A typical web address is a good example: 'https://example.org/test/test1?search=test-question#part2'
- scheme: https
- authority: example.org
- path: test/test1
- query: search=test-question
- fragment: part2
In the example, the URI refers to one part of a website. This part (part2) is accessed via HTTP; is located on a device with example.org as the identifier and can be found at the specified path if one performs a search beforehand. With the Uniform Resource Identifier, an email address can also be identified: 'mailto:user@example.org'.
- scheme: mailto
- path: user@example.org
In this case, not only are the mandatory components contained in the URI. Other potential resources can be identified with this syntax, such as files or even telephone numbers.
Although it’s true that the path is a mandatory specification in every URI, the part’s content can be empty.
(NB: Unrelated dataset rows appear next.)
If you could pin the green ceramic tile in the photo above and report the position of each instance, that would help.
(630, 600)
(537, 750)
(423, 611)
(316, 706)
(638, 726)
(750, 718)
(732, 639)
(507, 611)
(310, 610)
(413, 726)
In other words, “http://example.org/” is a valid URI with an empty path.
URI schemes, in other words, the first part of every URI, are managed by the IANA. Although one can also use their own schemes, those that have been confirmed by the organisation are known throughout the entire Internet. The best-known schemes are:
- about: Browser information
- data: Embedded data
- feed: Web feeds
- file: Files
- ftp: File Transfer Protocol
- git: Version management with Git
- http: Hypertext Transfer Protocol
- https: Hypertext Transfer Protocol Secure
- imap: Internet Message Access Protocol
- mailto: Email addresses
- news: Usenet newsgroups
- pop: POP3
- rsync: Data synchronization
- sftp: SSH File Transfer Protocol
- ssh: Secure shell
- tel: Telephone numbers
- urn: Uniform Resource Names
The IANA publishes an official list of all known URI schemes.
URI Reference
In order to not always have to write (and save) a complete URI specification, many applications use a shorter version of the syntax. For the shortened version to be properly understood, there must always be a base URI that is fully formulated. The URI references are then resolved internally. For this reason, one distinguishes absolute references from relative ones. The absolute URI functions independently of context and consists of at least scheme, authority and path. The relative reference is in the actual short form. With this form, only the deviation from the base URI is specified. A relative URI must, for this reason, always be located in the same namespace, as is the case with the base URI.
With the relative reference, no scheme is specified. To be able to distinguish relative URIs from absolute URIs, no colon may appear in the first segment of a path because the part before the colon would then be interpreted as a scheme. Among the relevant references one distinguishes three different types that one recognises each time via a marker at the beginning of the path:
- A relative path reference begins without a forward slash.
- An absolute path reference begins with a forward slash.
- A network-path reference begins with two forward slashes.
URI vs. URL vs. URN
There is a lot of confusion regarding the very similar sounding URI, URL and URN abbreviations. The uncertainty is underpinned by the fact that all three concepts are, in technical terms, also related to each other. The Uniform Resource Locator is used to display where a resource is located. For this reason, the URL is also utilised when surfing on the Internet to navigate to specific websites. In contrast, the Uniform Resource Name is location-independent and permanently designates a resource. Thus, if URLs are primarily known in the form of web addresses, a URN can, for example, also appear as an ISBN to permanently identify a book.
URL and URN follow the URI syntax. For this reason, both designation types are URI subsets. URL and URN are thus always URIs. Conversely, Uniform Resource Identifiers are neither URLs nor URNs.